The author with one of his many awards. |
This past week, Rush Limbaugh won Author of the Year at the Children's Choice Book Awards, an award sponsored by the Children's Book Council. Much as when his nomination as a finalist was announced, there was much gnashing of teeth inside (and outside) the children's book world with the award announcement, including many comments about how the award and even the CBC had lost credibility.
It's easy to feel outraged when there's a sense of being snookered or betrayed, but the reality is that the Author of the Year award has always been determined the same way - qualification is based on sales, then there's a popular vote to pick the winner. That didn't change this year.

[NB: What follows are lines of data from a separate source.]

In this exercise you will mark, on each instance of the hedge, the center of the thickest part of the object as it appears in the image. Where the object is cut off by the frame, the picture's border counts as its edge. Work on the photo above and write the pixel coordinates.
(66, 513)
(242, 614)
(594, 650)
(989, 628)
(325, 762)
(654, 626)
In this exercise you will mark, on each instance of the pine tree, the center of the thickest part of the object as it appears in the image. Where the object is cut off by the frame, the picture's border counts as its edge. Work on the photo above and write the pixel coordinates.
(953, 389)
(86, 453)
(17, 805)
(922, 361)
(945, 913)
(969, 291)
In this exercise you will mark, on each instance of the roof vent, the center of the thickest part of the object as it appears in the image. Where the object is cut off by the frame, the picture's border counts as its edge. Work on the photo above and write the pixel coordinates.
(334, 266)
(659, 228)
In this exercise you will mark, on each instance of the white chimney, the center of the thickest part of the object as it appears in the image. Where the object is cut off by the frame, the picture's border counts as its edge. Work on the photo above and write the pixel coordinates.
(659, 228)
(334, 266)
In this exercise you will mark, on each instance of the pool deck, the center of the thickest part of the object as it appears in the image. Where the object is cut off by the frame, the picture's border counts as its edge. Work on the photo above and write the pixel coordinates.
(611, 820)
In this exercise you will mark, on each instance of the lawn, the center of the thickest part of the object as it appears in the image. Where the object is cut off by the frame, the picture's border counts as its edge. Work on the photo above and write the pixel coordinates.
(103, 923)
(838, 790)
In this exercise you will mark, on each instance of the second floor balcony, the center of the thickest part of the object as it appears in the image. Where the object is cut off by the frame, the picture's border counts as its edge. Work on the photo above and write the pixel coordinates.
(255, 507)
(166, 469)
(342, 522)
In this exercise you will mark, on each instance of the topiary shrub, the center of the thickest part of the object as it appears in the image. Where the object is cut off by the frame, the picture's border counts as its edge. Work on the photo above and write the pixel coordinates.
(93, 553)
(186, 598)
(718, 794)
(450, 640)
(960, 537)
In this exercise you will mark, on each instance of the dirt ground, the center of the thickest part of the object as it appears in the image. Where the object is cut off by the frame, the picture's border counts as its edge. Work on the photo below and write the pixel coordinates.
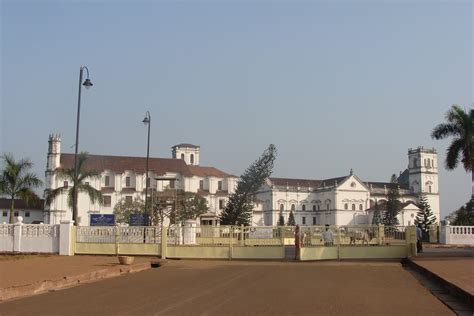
(18, 270)
(457, 270)
(251, 288)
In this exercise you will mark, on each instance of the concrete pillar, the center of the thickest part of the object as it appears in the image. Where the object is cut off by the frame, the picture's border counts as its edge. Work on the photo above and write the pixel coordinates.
(164, 241)
(17, 234)
(190, 232)
(66, 238)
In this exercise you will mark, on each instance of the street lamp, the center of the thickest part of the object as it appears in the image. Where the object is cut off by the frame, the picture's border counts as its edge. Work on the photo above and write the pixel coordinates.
(87, 84)
(147, 121)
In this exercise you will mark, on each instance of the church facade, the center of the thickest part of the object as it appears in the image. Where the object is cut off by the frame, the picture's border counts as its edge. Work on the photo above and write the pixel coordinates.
(345, 200)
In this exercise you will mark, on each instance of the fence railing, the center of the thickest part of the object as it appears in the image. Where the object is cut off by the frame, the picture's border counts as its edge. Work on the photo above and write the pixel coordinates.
(135, 234)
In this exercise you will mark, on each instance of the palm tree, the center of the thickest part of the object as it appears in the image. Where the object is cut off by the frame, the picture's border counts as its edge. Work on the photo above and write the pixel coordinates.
(460, 125)
(17, 181)
(79, 185)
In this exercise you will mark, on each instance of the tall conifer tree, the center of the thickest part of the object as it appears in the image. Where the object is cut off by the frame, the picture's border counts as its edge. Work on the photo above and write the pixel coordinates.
(238, 210)
(291, 219)
(393, 203)
(425, 216)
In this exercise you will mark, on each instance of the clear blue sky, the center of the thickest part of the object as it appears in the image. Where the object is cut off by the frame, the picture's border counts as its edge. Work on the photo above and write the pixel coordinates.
(335, 85)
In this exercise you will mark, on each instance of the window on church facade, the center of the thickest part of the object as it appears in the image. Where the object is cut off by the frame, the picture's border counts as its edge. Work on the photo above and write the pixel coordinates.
(107, 200)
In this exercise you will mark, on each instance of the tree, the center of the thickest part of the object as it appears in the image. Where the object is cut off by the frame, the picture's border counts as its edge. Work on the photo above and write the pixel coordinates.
(377, 219)
(291, 219)
(464, 216)
(79, 185)
(459, 125)
(425, 216)
(281, 219)
(16, 181)
(124, 209)
(238, 210)
(393, 203)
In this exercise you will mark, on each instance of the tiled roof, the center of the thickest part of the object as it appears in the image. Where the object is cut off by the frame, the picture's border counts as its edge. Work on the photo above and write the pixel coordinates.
(207, 172)
(185, 145)
(21, 204)
(296, 182)
(118, 164)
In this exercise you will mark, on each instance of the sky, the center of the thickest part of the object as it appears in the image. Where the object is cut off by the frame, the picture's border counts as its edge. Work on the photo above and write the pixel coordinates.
(334, 85)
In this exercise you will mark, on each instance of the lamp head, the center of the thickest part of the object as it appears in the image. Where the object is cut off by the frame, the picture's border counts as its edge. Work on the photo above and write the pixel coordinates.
(87, 83)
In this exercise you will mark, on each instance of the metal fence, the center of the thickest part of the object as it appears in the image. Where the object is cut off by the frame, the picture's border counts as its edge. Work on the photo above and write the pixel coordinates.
(350, 236)
(135, 234)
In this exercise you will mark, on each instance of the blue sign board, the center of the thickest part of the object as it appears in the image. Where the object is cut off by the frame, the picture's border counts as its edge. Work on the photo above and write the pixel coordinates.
(137, 220)
(102, 219)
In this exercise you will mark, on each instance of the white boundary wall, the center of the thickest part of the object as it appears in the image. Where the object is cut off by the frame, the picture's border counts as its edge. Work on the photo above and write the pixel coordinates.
(21, 237)
(457, 235)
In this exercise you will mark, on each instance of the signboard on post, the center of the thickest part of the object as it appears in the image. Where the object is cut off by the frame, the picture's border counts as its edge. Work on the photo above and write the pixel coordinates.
(137, 220)
(102, 220)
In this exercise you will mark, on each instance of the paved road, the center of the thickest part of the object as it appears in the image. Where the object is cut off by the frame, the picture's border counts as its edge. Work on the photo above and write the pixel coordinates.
(251, 288)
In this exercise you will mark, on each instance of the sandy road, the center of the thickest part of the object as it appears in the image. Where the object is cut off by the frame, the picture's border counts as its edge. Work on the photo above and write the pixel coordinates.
(249, 288)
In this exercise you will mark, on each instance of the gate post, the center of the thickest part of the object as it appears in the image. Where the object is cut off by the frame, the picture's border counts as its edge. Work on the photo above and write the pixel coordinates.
(164, 241)
(66, 240)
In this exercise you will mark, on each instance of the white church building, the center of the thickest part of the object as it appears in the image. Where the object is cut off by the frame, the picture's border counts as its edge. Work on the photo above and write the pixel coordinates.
(345, 200)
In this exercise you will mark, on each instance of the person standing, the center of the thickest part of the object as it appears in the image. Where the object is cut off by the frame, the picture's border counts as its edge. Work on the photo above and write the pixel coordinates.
(327, 237)
(419, 238)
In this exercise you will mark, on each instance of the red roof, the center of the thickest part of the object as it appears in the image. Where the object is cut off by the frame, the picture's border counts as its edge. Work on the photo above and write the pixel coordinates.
(119, 164)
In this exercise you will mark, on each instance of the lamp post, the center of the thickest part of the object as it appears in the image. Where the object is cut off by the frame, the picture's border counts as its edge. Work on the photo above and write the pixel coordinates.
(147, 121)
(87, 84)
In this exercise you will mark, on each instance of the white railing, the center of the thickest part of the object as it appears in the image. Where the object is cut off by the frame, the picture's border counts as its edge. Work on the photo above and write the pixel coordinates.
(40, 230)
(127, 235)
(95, 234)
(363, 235)
(29, 238)
(457, 235)
(6, 230)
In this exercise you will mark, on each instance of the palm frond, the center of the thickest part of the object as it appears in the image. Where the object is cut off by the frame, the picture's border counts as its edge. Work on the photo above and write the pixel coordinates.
(453, 153)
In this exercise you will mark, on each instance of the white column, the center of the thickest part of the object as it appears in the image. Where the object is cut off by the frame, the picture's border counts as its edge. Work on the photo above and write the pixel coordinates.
(65, 238)
(190, 232)
(17, 234)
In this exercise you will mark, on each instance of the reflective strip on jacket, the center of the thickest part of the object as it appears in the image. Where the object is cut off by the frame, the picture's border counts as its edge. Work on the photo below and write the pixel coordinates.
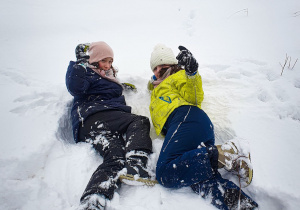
(176, 90)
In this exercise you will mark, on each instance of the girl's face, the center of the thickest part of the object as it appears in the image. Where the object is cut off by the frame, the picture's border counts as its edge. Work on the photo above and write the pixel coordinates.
(160, 70)
(105, 64)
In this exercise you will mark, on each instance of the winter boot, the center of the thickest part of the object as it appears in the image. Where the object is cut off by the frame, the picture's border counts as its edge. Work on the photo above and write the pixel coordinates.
(92, 202)
(235, 199)
(234, 161)
(137, 172)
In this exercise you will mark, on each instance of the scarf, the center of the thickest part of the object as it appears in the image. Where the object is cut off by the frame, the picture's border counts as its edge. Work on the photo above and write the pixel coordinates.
(110, 74)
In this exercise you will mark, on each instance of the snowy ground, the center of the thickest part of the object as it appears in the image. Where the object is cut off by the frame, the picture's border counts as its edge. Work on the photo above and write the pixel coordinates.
(239, 45)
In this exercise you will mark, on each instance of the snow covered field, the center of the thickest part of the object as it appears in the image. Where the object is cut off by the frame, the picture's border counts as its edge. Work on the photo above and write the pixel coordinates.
(239, 45)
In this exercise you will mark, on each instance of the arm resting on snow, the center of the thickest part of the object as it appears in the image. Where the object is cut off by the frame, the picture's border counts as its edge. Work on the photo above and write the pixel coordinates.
(191, 90)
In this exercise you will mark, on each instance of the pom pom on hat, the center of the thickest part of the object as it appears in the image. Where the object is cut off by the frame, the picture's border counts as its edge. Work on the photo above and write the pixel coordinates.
(162, 55)
(99, 51)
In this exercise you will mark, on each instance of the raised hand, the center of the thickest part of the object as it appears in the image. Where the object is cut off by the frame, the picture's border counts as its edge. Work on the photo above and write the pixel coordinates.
(186, 59)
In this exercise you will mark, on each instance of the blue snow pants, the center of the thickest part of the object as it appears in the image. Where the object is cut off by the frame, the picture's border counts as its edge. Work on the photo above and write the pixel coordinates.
(188, 157)
(184, 159)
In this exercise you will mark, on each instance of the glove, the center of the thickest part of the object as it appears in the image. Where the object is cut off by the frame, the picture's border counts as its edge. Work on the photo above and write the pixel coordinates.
(186, 58)
(80, 52)
(128, 86)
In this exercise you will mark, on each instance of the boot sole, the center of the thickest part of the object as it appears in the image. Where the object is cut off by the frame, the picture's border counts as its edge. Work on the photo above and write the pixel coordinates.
(130, 180)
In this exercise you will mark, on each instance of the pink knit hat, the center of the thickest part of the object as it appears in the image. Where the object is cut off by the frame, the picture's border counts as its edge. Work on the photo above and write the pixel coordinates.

So, if the award had credibility before, it has credibility now, even if the winner seems "unworthy" somehow. If you weren't aware of the criterion for the award and how it was picked, at the end of the day that's on you, not the award. And not liking the results doesn't change that at all.
If we ask who gave this particular award whatever credibility it has, I'd say that the answer is that we did, collectively. Perhaps, in this case, it's trust in the creators of the award or the fact that it's part of a mission that we love (celebrating children's books!) and that talented authors have won it before. Regardless, our celebration of award winning status in general definitely is a factor. And that, again, is on us.
Awards for creative endeavors are a tricky thing. In a blog post that's well worth a read, Emma Dryden touches on some of the challenges and pitfalls of them and how we value them. Yet it's not easy to change this - there's all sorts of psychology in play here (including confirmation bias, social conformity, and more), and it's hard to overcome. Awards should mean something, we've decided, so when we see an award (particularly from an organization that seems legit and good), we give it value.
And yet that's abdicating our personal responsibility to practice critical thinking and view each situation individually.
*For example, I honestly am an award-winning author. I'm not talking about awards for my debut novel The 14 Fibs of Gregory K. (which, I note, was a finalist for the Cybils and Crystal Kite... but not a winner) or my screenplays. Nope. I won an award in middle school at the Ready Writing Contest at Mansfield State College. My Punt Pass and Kick trophy from when I was eight could count, too - it's an award for me, after all, and I am an author. Context and critical thinking matter again, clearly.
How we view the status of "best seller" falls into this same arena, at least to me. Best-selling sounds "good" and "impressive," and it's easy to see why an author would link that to his/her name. And yet...
Best Seller! |
I also know that my sales during that period tapered off rapidly and included weeks of single digit sales. (10 of you feel free, as a social experiment, to buy The Late Bird and watch me top the same chart again. Go for it. I'll wait here :-)).
So, does Best Seller by itself really carry any weight? Again, we collectively have given it status and credibility, but perhaps we've done so without always considering context.
It's very easy to accept that statuses like "award winner" and "best seller" are impressive and meaningful, but if we don't think critically - asking questions like who gave an award, what was the purpose, what were the qualifications, what was the process, how were "sales" measured, where was it a best seller - then we're following blindly and not thinking for ourselves. And that? Well, that's sad no matter who has won what.
What do you think? Do we trust awards, best seller lists, reviews, and the like too much? Is the recent outrage only political in nature and not about our responsibility to think critically? Or...? I look forward to your thoughts.